Dal 23 aprile è disponibile su Netflix Il silenzio della palude, thriller spagnolo con protagonista Pedro Alonso, star de La casa di carta.
Sono innumerevoli le produzioni Netflix di origine spagnola presenti sulla piattaforma nell’ultimo periodo. Grazie all’enorme impatto avuto soprattutto grazie a La casa di carta, abbiamo potuto assistere all’arrivo (solo negli ultimi due mesi) di film come Il buco, Dov’è la tua casa, Inciso nelle ossa e il più recente Il silenzio della palude. Quest’ultimo condivide con La casa di carta Pedro Alonso, interprete del personaggio di Berlino, qui protagonista della pellicola.
Un debole racconto pulp
Il silenzio della palude si apre con il protagonista senza nome, indicato con la lettera Q, in procinto di presentare un proprio romanzo ad un incontro pubblico. Capiamo subito che Q è un importante scrittore di romanzi thriller e creatore di una saga che segue le vicende di un particolare serial killer che sembrerebbe agire senza un apparente movente. Stacchiamo su Q e lo vediamo rapire, e successivamente uccidere, un rettore universitario, invischiato nelle vicende criminose di una banda di Valencia. Parte così una ricerca da parte di un sicario del professore, pedina cardine delle attività del cartello spagnolo.
Da questo breve riassunto si può evincere il fatto che Il silenzio della palude è un film prettamente confusionario.
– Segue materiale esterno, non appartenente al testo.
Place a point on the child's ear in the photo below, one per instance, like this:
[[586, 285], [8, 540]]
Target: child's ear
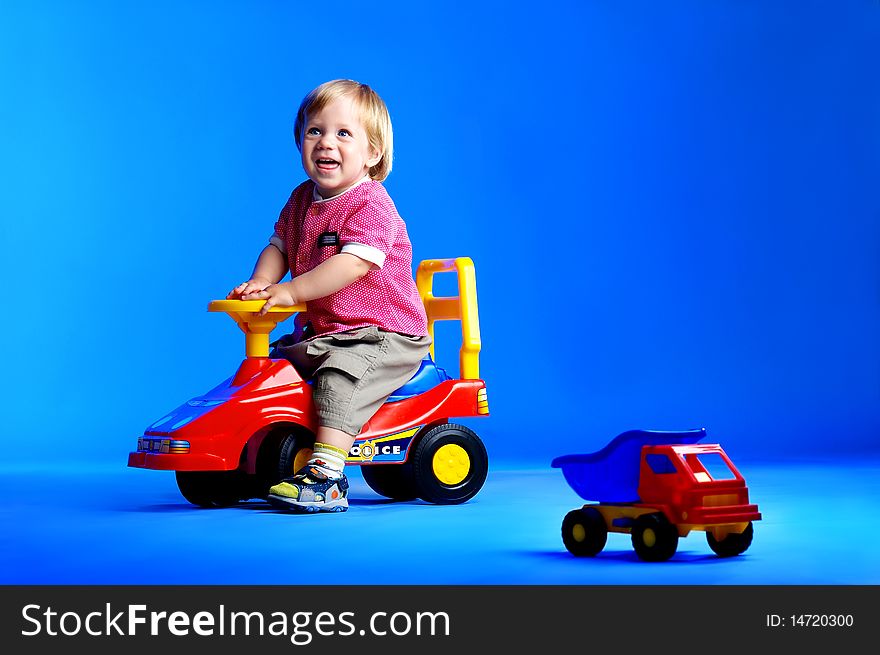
[[375, 157]]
C’è così tanta carne sul fuoco già nei primi venti minuti di film, che a fine visione finisce per essere bruciata e, per di più, senza sale. La storia si evolve senza seguire un vero e proprio centro, risultando sconclusionato e, ironicamente, privo di un chiaro movente esattamente come il serial killer del romanzo di Q. I personaggi sono caratteri pulp che ricordano alla lontana le maschere a cui la produzione crime italiana ci ha abituato negli ultimi anni, da Gomorra – La serie a Suburra. Archetipi classici privi di qualsivoglia profonda caratterizzazione, che vada oltre alla già vista e rivista vita da galera e infanzia disagiata. I due personaggi principali, l’uno ignaro dell’esistenza dell’altro, non sono guidati da un vero e proprio conflitto. Il loro prevedibile incontro, nel climax del film, lascia quindi a bocca asciutta, risultando insoddisfacente e prettamente insipido.
Scrittura sociologica e psicologica
Spesso, quando si scrive una storia, si decide anche il tipo di tono comunicativo da dargli, distinguibile in psicologico e sociologico. Con il primo termine s’intende un modello di racconto che si concentra sulla psicologia di un singolo individuo che, nel corso della storia, avrà un arco narrativo che permetterà allo spettatore di comprenderne meglio le intenzioni. Nel secondo caso, invece, abbiamo un gruppo di individui, capaci di protrarre uno specchio della società in cui vivono (qui un gustoso video per approfondire). Ovviamente queste non sono regole fisse ma linee base dello storytelling che la maggior parte dei racconti seguono.
La sceneggiatura de Il silenzio della palude, di Carlos De Pando e Sara Antuña, è fortemente incentrato sul lato sociologico. Più specificatamente su di una continua analogia tra la città di Valencia e la palude che un tempo era, confinata adesso ai margini della città. In una metafora (alquanto retorica) all’inizio del film, ci vengono esposti due tipi di essere viventi all’interno della “palude”, ovvero le anguille e le canne. Le prime dovrebbero essere quelli più in basso nella classe gerarchica della malavita mentre le secondo quelle più in alto, rappresentati dalla classe politica corrotta della città.
Ci viene subito messo in chiaro quindi che si tratta di un film di “denuncia” della situazione disagiata presente a Valencia. Saranno molti i personaggi corrotti, dalla polizia alla politica, in affari con il cartello spagnolo. Come spesso accade nelle opere che partono con l’intenzione di dare un messaggio politico troppo emancipato, il film crolla in fretta, oltre che per i problemi di sceneggiatura già elencati, per la superficialità dei temi trattati. Il fatto che venga citato o mostrato un determinato argomento non significa averlo analizzato. Molto risulta quindi abbozzato, lasciato al caso, e il discorso sociologico dietro cade a pezzi.
In conclusione Il silenzio della palude è un prodotto deludente, blando nello sviluppo della propria trama e superficiale nel trattamento dei propri temi. Un film confusionario che basa la propria esistenza su topos narrativi ormai stantii e che non aggiungono nulla al genere. Un esordio alla regia, per Marc Vigil, non dei più rosei.